9. For the coil pack POS ground, I used a single wire and T’d in the wires from Pin. 2 of the coil pack using solder and heat shrink. I did this by routing the a 14 gauge brown wire from around the firewall, along the intake side of the cam cover well. Coil Pack No. 1 was a straight “butt” type connection. For the other four connections, I routed the Pin 2 Coil Pack wire to where I thought I wanted the “T” connection to occur. Then I very carefully stripped off about 1/2″ (13 mm) of the 14 gauge wire cover. I cut the yellow wire to the appropriate lenght and stripped off about 5/8″ of insulation. Then I wrapped the exposed yellow wires around the open 14 gauge wire section and soldered them together. Then I cut a section of heat shrink about 1.5″ long and slipped it over the 14 gauge wire from the firewall end and then over the connection I just made. The “T” becomes more of a “Y” but it works. Shrink the tubing (I used careful application of heat from my Weller soldering iron). Continue on with 3, 5 and 4 (remember my order) or whatever makes sense for your coil pack arrangement. The final connection is to Pin 2 of the 4- pin Jetta taillight connector – to the brown white wire position. (This wire ends up connected to the intake manifold ground terminal).

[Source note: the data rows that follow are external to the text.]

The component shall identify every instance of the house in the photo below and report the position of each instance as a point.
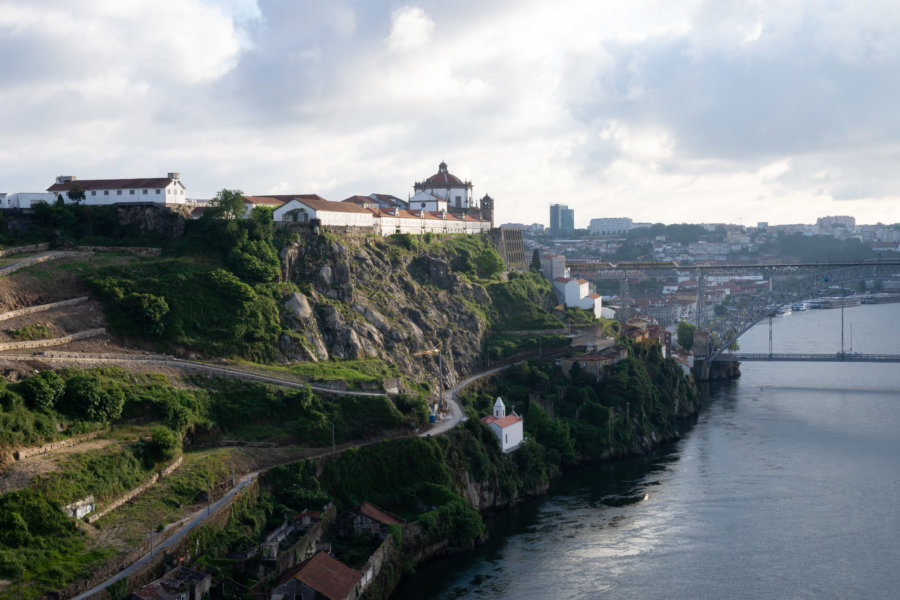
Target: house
(79, 508)
(167, 190)
(508, 429)
(251, 202)
(368, 518)
(320, 577)
(181, 583)
(577, 293)
(307, 208)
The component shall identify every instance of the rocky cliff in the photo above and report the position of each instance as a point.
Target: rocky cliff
(373, 298)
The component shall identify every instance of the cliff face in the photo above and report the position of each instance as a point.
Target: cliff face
(368, 298)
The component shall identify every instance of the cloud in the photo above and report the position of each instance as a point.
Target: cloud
(411, 28)
(697, 110)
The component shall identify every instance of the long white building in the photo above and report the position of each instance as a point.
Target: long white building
(159, 190)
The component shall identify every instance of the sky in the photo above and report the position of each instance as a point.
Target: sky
(690, 111)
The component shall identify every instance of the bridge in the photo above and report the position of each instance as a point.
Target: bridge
(798, 282)
(836, 357)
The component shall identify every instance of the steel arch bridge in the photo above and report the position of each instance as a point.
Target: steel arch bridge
(813, 280)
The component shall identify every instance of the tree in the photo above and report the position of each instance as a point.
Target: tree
(85, 398)
(166, 443)
(488, 263)
(685, 334)
(227, 203)
(536, 260)
(76, 194)
(43, 390)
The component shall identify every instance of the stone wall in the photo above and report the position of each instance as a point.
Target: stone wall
(153, 568)
(72, 441)
(140, 251)
(41, 308)
(53, 341)
(23, 249)
(9, 269)
(93, 518)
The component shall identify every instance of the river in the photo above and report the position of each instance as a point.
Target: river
(786, 486)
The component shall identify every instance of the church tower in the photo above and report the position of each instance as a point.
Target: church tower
(499, 408)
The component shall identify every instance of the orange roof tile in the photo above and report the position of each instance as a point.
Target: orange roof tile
(329, 577)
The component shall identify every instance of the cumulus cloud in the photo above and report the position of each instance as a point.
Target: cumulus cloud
(686, 111)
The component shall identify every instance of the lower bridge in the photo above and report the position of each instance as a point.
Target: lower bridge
(836, 357)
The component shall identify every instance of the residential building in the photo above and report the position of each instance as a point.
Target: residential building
(553, 266)
(319, 577)
(562, 220)
(842, 220)
(610, 226)
(508, 428)
(368, 518)
(181, 583)
(577, 293)
(167, 190)
(310, 207)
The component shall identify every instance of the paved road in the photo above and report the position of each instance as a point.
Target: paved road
(196, 519)
(451, 397)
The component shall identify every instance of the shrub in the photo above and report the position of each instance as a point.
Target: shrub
(165, 444)
(43, 391)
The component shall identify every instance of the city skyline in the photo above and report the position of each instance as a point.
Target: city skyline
(700, 112)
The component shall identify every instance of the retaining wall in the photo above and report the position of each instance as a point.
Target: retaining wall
(72, 441)
(9, 269)
(41, 308)
(128, 249)
(23, 249)
(92, 518)
(53, 341)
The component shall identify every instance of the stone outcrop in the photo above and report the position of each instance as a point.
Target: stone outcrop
(363, 299)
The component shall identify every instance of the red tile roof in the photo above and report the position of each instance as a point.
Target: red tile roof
(263, 200)
(331, 578)
(504, 422)
(111, 184)
(373, 512)
(317, 203)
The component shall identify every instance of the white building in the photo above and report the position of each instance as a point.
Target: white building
(610, 226)
(577, 293)
(508, 429)
(160, 190)
(553, 266)
(303, 209)
(26, 199)
(456, 193)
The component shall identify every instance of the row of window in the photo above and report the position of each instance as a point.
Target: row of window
(144, 192)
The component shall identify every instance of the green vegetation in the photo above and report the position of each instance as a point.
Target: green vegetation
(40, 546)
(502, 346)
(639, 400)
(34, 331)
(517, 303)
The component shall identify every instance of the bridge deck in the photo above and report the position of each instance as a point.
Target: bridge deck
(837, 357)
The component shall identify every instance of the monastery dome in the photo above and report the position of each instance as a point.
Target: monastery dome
(442, 177)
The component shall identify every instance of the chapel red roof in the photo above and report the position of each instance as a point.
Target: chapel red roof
(329, 577)
(504, 422)
(373, 512)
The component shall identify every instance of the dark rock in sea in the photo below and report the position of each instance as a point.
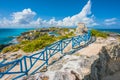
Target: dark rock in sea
(4, 45)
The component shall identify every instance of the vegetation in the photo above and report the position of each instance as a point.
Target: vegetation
(97, 33)
(37, 43)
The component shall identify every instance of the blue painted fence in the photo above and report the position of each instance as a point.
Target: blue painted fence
(44, 56)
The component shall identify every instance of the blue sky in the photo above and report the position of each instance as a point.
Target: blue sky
(39, 13)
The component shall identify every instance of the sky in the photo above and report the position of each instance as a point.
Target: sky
(63, 13)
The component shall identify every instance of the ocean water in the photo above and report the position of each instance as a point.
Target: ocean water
(110, 30)
(8, 35)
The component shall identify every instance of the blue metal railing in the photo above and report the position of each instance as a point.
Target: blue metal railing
(44, 56)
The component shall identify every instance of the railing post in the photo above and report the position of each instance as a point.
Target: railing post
(72, 42)
(61, 47)
(25, 64)
(46, 51)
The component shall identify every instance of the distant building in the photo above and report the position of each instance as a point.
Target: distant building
(81, 29)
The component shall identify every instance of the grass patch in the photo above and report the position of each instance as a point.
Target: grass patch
(36, 44)
(97, 33)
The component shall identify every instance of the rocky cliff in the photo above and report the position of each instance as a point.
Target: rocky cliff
(105, 65)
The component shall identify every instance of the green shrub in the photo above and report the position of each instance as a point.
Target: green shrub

10. For the coil ground, Pin No. 4 on the coil pack connector, I followed the same procedure as with the POS grounds except the final terminal was a ring connector that goes under the same ground connection 5 mm hex socket bolt you removed to remove the OE coil pack ground.
11. The next thing is to snap all the four pin coil pact connectors into their respective coil packs and then push the modified coil packs down as far as you had measured when you first trialled their installation and heard the “click”.
12. Tie wrap the Jetta taillight connectors into the ECU POS connectors. Check that all your tools are out of the engine bay and that there are no loose wires anywhere. At this point, the result should look something like this:
13. Start the engine. It should start right up and run smoothly.(Mine did – Yay!!) If it doesn’t stop the engine and recheck everything – a connection wasn’t done correctly. Find it and fix it. Continue until the engine starts and runs fine. Then stop the engine
14. With the engine off but everything fine, corral the wires with the snap-on coil pack boots, 1/4″ NYLON convoluted tubing fits right into these connectors (NOTE: DO NOT USE CHEAP POLYETHYLENE tubing – IT MELTS (BTDT)) See below:
The real shiny black plastic is where the plastic was melting.
To solve this (I hope), I removed the melted black PE loom and used Taylor Sho-tuf “Chrome” nylon convoluted tubing in various sizes and tie wraps to corral the wiring as much as possible. At the Jetta taillight connectors, I used red High Temp Silicon sealant to seal the end of the connectors. This is the current final product:
15. Keep a spare prepped coil pack in the trunk and enjoy.